Just like half of the teenage drivers out there, I learned how to drive in a Civic, and I still often times drive my Civic (2007 Sedan). Now many car enthusiasts out there will go and say it is Rice or that it isn’t a proper car with front wheel drive and a four banger etc...and to that I acknowledge the latter. However, there is one fact that can not and will not be denied given my experience; the Civic is a great car to learn how to drive in.
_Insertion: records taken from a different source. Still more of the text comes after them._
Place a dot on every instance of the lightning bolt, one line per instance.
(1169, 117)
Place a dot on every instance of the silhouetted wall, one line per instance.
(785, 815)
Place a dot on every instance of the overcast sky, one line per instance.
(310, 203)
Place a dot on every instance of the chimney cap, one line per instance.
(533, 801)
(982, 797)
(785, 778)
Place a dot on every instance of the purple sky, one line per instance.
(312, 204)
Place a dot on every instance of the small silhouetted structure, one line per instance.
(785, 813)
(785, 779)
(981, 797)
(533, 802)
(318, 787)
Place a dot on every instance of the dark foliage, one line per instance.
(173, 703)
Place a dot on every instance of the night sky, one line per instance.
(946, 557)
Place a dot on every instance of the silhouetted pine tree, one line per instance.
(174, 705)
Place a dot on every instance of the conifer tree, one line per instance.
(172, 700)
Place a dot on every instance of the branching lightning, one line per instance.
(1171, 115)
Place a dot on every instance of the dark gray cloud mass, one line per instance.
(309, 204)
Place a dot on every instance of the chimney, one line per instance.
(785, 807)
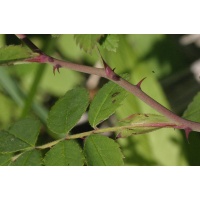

The Civic I learned in has proper hydraulic auxiliary units such as steering, braking, and handbrakes. I acquired a feel for the road and now whenever I drive a car with electronic luxuries, I feel blind. Not to bash out the electronic auxiliary units in modern cars, but I simply prefer to feel the road, as do most drivers. Luckily for me, I got a feel from the start. The steering is actually quite precise and registers the slight changes in the road. The brakes are rather mushy but actually provide a response unlike electronic brake pedals. My favorite is the hydraulic handbrake which actually locks up the back tires stock going into a turn at 45mph. Not to brag or anything, but the stock Civic does some amazingly great handbrake turns. Now in terms of the extremely responsive transmission...I love it. It loves to rev up really high up to 7,000 rpm and neutral slamming it (even though not suggested) is such a joy. Not to mention, the towing gears 1, 2, and d3 were basically my sequential transmission for doing canyon runs in Malibu. They also make great fun for learning how to rev match while downshifting and engine braking.

The car itself as a whole also gave me a valuable learning experience. Given the front wheel drive nature of the car and it’s rather measly grip, I learned how to trail brake in the canyons within 30 minutes of my first official canyon carving adventure. It was a do or die kind of thing where if I didn’t adapt and trail brake, I would have died at those speeds along the lines of falling off a cliff. Also, the rather lofty suspension taught me to never make jerky movements in which I could upset the car’s delicate weight balance. Even accelerating quickly led to problems such as as going up a hill; the wheels would just spin upfront, squealing and embarrassing me. With the wheelspin combined with my teenage euphoric addictions, I quickly developed a quick reflexes in order to respond to the car jerking off in random directions (I blame the open diff). Lastly, the brakes, which are shitty to be frank, were the best lesson ever taught to me. LET THE BRAKES COOL and use them only when you need to (engine braking helps). Doing canyon carving runs a few times a week, my brakes often heated up and faded to the point of where I could smell them at a stop sign as I rolled by unable to stop, until I remembered the handbrake.

Ultimately, I love my first car. It gave me a feel of what driving should be like, responsive and agile. I acquired driving skills from trail braking to transferring weight, and most importantly, I gained a respect for the art of driving.